Editor’s note: Vivek Wadhwa is a fellow with the Labor and Worklife Program at Harvard Law School and executive in residence/adjunct professor at the Pratt School of Engineering at Duke University. He is a serial entrepreneur, including the founding of Cary-based Relativity Technologies. This article is reprinted with permission of BusinessWeek Online.

“With all the ‘myth-busting’ research I have been doing, I am sure that no one will be surprised to learn that I take a lot of fire from those that don’t like my findings,” I wrote in a note accompanying my latest BusinessWeek column. My reports on immigration have created the most controversy. In an academic listserv maintained by the Sloan Foundation, I had a couple of academics challenge me in every way they could.

Their first "volleys" were on methodology. There were no issues with this. Then the question I couldn’t respond to was, “What if these immigrants didn’t come here?” The argument was that Americans would have invented the same technologies or started similar companies instead – and that my research did not prove that immigrants were more entrepreneurial than natives.

Well, my current BusinessWeek article responds to this issue based on a new research report by the Small Business Administration/Rob Fairlie of UC-Santa Cruz.

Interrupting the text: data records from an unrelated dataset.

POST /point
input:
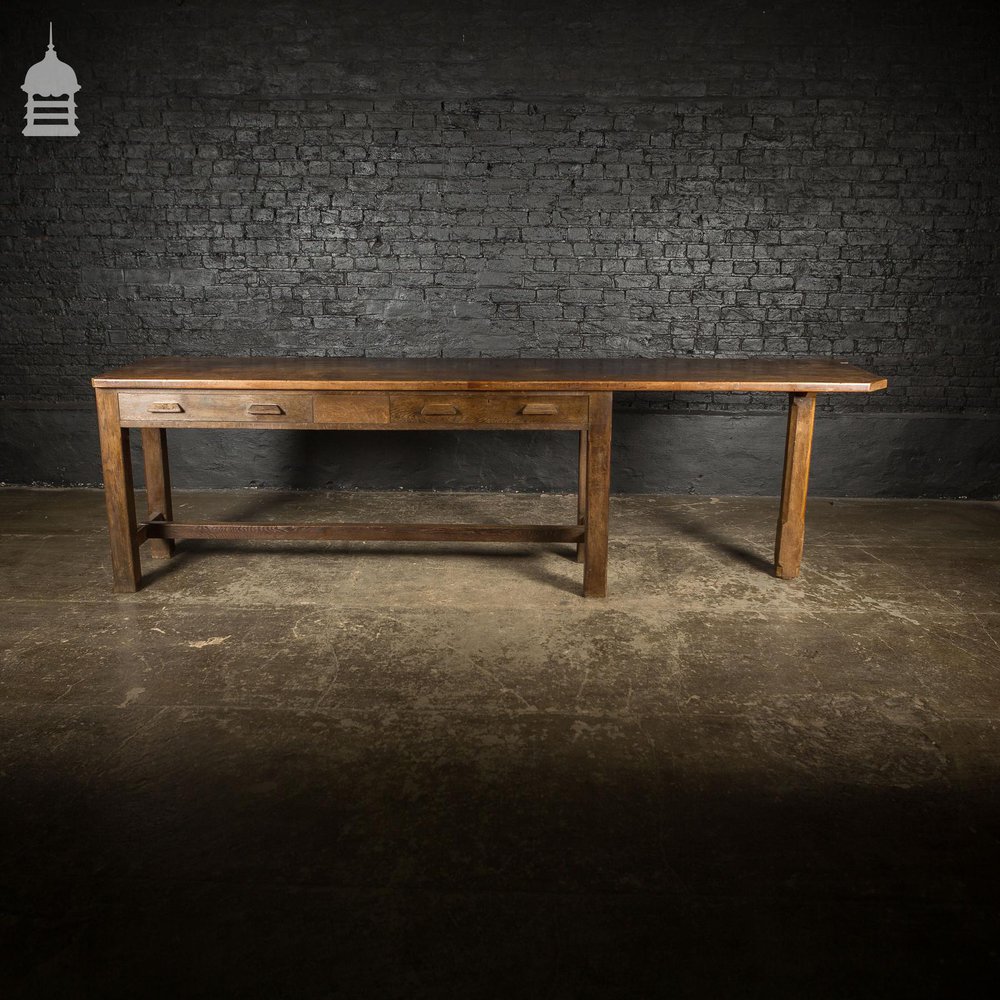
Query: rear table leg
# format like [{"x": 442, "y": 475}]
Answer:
[
  {"x": 117, "y": 465},
  {"x": 595, "y": 562},
  {"x": 792, "y": 519},
  {"x": 581, "y": 496},
  {"x": 154, "y": 456}
]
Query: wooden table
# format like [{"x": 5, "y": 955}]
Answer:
[{"x": 428, "y": 394}]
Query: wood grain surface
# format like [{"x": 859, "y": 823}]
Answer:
[{"x": 485, "y": 374}]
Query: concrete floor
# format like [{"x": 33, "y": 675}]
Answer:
[{"x": 400, "y": 770}]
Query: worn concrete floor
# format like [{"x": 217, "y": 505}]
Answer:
[{"x": 401, "y": 770}]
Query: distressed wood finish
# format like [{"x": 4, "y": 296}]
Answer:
[
  {"x": 496, "y": 374},
  {"x": 116, "y": 463},
  {"x": 581, "y": 493},
  {"x": 434, "y": 394},
  {"x": 488, "y": 410},
  {"x": 372, "y": 532},
  {"x": 166, "y": 407},
  {"x": 159, "y": 504},
  {"x": 595, "y": 556},
  {"x": 792, "y": 518}
]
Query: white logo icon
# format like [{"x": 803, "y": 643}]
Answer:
[{"x": 50, "y": 86}]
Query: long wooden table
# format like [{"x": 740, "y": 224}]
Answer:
[{"x": 428, "y": 394}]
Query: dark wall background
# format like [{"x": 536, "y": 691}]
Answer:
[{"x": 515, "y": 179}]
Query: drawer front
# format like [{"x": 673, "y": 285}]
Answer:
[
  {"x": 488, "y": 409},
  {"x": 163, "y": 407},
  {"x": 347, "y": 408}
]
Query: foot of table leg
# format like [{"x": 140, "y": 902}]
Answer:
[
  {"x": 158, "y": 501},
  {"x": 581, "y": 495},
  {"x": 117, "y": 464},
  {"x": 598, "y": 479},
  {"x": 792, "y": 519}
]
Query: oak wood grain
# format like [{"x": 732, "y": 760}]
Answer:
[
  {"x": 158, "y": 498},
  {"x": 795, "y": 483},
  {"x": 116, "y": 464},
  {"x": 486, "y": 374},
  {"x": 595, "y": 555},
  {"x": 375, "y": 531}
]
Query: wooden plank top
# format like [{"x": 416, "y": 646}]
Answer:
[{"x": 485, "y": 374}]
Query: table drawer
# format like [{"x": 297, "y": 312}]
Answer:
[
  {"x": 488, "y": 409},
  {"x": 164, "y": 407}
]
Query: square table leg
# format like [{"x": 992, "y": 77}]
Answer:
[
  {"x": 158, "y": 501},
  {"x": 118, "y": 496},
  {"x": 598, "y": 483},
  {"x": 792, "y": 519},
  {"x": 581, "y": 495}
]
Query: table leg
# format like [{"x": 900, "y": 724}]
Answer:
[
  {"x": 598, "y": 481},
  {"x": 158, "y": 502},
  {"x": 581, "y": 495},
  {"x": 792, "y": 519},
  {"x": 117, "y": 465}
]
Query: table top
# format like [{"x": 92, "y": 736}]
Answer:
[{"x": 485, "y": 374}]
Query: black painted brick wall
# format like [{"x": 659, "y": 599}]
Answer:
[{"x": 503, "y": 179}]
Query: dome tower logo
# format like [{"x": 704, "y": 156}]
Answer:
[{"x": 50, "y": 86}]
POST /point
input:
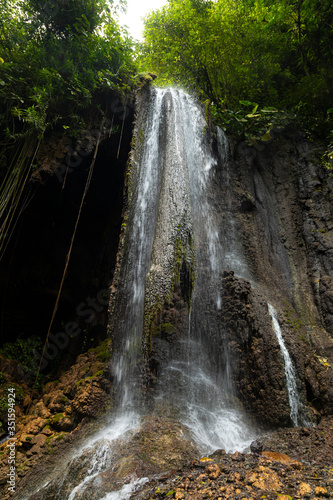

I published a back in 2006 showing that over 50 percent of Silicon Valley engineering and technology startups were founded by immigrants (as were 25 percent of such startups nationwide), I concluded that immigrants were more likely to be entrepreneurs. Most of the feedback I received was extremely positive. But I also took fire from a few well-known opponents of open-immigration policy, including professor Norm Matloff of the University of California at Davis, who said that large existing immigrant populations in tech centers skewed the results of my survey of 2,054 companies.

Matloff has argued, in academic listservs and in a volley of e-mail exchanges with me, that all things being equal, immigrants are no more likely to start businesses than U.S. citizens and permanent residents. He says this is particularly true in Silicon Valley, because immigrants comprise about 50 percent of the population. Therefore, his argument goes, immigrants really only displace entrepreneurs who are U.S. citizens and permanent residents, rather than augment the total number of startups and add real economic value.

But I continued to believe the high immigrant population was reflective of higher-risk appetites required for environments like Silicon Valley, where joining a startup is always a risk. In other words, choosing to start a business is a process of self-selection, not a numbers game that happens because a lot of immigrants happen to live in one area. At a gut level, one would think that immigrating to a new country is risky and therefore new immigrants have a higher risk appetite than U.S.-born folks. Truly conclusive data, however, was difficult to put together due to limitations on sample sizes.